Jurors ultimately awarded Liebeck $160,000 in compensatory damages and about $2.7 million in punitive damages. "The facts were so overwhelmingly against the company," one of the jurors told the Journal. "Their callous disregard was very upsetting," another said.

Soon after the verdict, the trial judge slashed the punitive damages by more than 80% to $480,000. Then the case settled for an undisclosed amount.

"The irony about the McDonald's case is that it actually, in my view, was a meaningful and worthy lawsuit," George Washington University's Turley said. Yet advocates and pundits have "made it synonymous with court abuse."

Unlike the popular version of the McDonald's case, the Stella Awards push mythmaking past mere exaggeration.

Barbara Mikkelson of Agoura Hills, who with her husband, David, operates a website dedicated to debunking urban legends (www.snopes.com), says the Stellas have sometimes appeared with an e-mail chain letter in which the mythical law firm of Hogelman, Hogelman & Thomas exhorts people to "assist our law offices in a tort reform program" by publicizing "insane jury awards." Mikkelson noted that with the way information travels on the Internet, it would be impossible to determine the original authors.
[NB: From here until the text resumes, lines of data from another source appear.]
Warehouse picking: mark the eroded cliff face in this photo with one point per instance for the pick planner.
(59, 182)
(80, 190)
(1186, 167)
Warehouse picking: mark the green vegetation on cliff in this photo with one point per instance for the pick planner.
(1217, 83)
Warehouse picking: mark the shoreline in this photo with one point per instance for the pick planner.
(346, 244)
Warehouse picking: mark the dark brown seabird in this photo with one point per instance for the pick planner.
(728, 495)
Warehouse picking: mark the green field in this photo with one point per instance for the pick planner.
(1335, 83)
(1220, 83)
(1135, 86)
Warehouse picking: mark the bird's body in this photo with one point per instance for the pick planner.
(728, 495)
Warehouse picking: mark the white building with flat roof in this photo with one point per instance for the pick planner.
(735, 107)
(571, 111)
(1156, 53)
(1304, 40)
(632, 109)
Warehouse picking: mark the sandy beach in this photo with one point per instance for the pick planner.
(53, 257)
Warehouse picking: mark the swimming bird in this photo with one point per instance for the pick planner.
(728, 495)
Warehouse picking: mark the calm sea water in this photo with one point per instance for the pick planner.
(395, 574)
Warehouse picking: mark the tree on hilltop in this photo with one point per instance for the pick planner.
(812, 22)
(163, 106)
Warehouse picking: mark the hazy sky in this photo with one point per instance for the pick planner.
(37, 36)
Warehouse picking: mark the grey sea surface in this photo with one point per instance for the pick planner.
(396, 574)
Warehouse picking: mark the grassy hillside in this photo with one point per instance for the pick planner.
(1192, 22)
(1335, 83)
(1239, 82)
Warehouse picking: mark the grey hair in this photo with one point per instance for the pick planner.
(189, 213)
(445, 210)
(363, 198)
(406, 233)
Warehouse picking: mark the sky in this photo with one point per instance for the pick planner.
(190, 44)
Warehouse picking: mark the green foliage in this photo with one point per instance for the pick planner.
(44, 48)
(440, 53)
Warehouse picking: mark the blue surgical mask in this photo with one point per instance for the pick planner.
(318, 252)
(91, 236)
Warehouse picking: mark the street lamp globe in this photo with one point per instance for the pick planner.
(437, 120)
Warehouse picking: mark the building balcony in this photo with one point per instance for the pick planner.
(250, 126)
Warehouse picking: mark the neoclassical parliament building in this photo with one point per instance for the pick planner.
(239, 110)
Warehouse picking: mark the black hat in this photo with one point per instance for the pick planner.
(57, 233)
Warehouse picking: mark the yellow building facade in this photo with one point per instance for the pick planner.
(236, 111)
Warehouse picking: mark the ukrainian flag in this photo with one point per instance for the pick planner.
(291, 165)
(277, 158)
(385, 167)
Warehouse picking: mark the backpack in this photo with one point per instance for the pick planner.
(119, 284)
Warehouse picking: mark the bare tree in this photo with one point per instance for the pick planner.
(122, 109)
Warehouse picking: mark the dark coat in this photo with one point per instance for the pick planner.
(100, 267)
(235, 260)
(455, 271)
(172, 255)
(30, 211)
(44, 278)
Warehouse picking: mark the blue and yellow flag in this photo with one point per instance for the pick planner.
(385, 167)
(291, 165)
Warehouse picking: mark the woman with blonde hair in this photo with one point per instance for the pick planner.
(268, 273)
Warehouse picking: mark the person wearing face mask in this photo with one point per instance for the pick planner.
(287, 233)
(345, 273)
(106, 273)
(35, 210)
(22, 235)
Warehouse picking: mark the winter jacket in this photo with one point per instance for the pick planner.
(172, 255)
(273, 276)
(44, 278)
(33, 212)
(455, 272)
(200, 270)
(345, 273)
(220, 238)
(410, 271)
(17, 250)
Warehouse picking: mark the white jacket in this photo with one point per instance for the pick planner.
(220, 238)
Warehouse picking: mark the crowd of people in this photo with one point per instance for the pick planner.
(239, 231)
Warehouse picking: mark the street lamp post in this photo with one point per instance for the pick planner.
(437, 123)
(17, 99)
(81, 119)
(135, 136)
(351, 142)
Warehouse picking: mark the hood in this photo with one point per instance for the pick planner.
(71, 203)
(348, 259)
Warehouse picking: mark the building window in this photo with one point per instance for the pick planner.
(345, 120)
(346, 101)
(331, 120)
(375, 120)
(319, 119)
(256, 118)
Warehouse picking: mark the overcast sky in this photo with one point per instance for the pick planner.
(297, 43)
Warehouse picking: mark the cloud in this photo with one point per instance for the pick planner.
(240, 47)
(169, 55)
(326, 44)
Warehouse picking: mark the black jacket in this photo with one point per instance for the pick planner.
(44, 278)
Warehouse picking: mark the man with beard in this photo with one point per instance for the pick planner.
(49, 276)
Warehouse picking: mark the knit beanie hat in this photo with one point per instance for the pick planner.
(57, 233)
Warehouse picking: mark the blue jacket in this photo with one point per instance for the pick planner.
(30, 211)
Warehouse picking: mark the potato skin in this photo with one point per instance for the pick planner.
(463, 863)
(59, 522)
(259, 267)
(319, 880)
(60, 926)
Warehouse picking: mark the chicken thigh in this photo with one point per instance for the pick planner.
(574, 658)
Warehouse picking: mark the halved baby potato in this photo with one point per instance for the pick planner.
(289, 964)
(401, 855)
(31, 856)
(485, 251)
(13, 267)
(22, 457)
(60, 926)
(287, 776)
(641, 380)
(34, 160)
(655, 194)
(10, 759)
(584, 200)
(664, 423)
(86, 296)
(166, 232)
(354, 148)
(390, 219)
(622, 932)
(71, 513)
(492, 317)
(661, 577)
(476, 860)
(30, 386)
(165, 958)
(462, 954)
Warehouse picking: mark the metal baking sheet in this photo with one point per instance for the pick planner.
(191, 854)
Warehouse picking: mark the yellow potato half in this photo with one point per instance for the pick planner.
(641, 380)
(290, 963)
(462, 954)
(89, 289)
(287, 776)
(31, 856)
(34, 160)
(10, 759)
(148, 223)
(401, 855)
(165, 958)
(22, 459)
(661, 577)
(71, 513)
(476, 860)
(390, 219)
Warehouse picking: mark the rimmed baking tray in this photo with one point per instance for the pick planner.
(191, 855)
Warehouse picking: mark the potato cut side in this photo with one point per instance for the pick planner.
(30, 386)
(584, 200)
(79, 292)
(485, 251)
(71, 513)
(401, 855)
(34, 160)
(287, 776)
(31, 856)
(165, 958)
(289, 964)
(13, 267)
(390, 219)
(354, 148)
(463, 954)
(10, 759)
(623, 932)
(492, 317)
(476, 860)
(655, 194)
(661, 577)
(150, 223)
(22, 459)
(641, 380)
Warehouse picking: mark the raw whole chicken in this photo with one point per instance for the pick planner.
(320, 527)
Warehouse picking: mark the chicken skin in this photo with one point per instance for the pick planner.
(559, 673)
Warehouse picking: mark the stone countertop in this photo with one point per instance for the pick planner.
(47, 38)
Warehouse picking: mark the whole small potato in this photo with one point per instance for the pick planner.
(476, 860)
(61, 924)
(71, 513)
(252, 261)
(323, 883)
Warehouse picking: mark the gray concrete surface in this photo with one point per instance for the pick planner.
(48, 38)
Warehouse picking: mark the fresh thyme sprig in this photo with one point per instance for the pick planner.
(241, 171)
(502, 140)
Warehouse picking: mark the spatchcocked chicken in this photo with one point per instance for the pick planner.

Randy Cassingham, a Colorado resident who also debunks the Stellas on his website http://www.stellaawards.com , says he is angry about the tales — not only because they are false but also because they divert attention from what he believe are real abuses in the legal system.

According to Cassingham, the Stellas allow trial lawyers to say, "See, there is no problem with frivolous lawsuits. Our opponents have to make up cases to make a point."

Although business groups are obvious beneficiaries of the fables, Schwartz of the tort reform association said his group had had nothing to do with them and was careful to verify all of its claims. "We try to be absolutely accurate in anything we're presenting," including examples of outrageous suits, Schwartz said.

In fact, Schwartz said, over-the-top self-promotion by some trial lawyers have made the best case for the need for change. "Their ads making things seem as if it's just free money" have done "more to convince the American public that we have jackpot justice than anything put out by any tort reform organization — including the 'looney lawsuits' stories," he said.